番外21-4︰エンド・オブ・ヘゲちゃんの憂鬱
魔導具を身に着けていたときの自分はなんだったのか。アガネアを今後、どうすべきか。目の前のアガネアと自分。それに加えてバビロニア行きの準備と通常業務。
ヘゲの思考はそれらを目まぐるしく行き来した。

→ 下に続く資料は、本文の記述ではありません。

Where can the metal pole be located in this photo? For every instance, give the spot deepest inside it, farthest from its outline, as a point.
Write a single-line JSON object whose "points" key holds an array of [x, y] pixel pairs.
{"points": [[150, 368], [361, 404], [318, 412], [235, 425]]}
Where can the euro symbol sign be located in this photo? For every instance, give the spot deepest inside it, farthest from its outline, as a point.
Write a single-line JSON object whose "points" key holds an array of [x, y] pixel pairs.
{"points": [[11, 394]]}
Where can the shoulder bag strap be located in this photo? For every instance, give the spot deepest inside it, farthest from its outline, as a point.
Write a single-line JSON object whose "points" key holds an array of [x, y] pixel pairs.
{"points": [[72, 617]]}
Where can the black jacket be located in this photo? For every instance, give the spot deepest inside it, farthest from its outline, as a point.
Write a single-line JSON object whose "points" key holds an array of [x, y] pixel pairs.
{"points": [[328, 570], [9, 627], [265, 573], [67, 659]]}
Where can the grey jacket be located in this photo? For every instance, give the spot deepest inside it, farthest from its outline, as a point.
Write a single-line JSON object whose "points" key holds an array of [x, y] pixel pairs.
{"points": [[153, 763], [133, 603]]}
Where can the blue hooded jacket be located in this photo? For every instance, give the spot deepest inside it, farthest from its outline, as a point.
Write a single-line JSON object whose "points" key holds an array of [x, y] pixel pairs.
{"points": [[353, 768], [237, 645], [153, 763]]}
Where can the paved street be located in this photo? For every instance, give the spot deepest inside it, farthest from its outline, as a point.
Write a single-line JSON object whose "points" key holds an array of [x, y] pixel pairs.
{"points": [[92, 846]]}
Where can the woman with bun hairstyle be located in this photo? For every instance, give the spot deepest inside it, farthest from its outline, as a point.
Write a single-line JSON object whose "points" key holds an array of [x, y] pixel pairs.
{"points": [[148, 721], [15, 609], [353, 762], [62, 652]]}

どれもが早く解決してくれと、自分を急き立てているように感じられた。
結果ヘゲはひとつのことに集中するのが難しくなり、とりとめもない想いにぼんやりすることが増えた。
深夜。閉店後の業務も終わり、百頭宮内はひっそりとしている。
ヘゲが一人、執務室で書類仕事をしていると誰かがドアをノックした。
「入って」
そう言いながら、書類や物がうず高く積まれて、縦穴のようになった自分の机から這い出る。
ドアの前に立っていたのは、アガネアだった。
「どうしたの?」
ヘゲは一瞬で、アガネアとの距離を詰める。いつだったかそうして、怒りに任せてアガネアを突き飛ばしたことを思い出す。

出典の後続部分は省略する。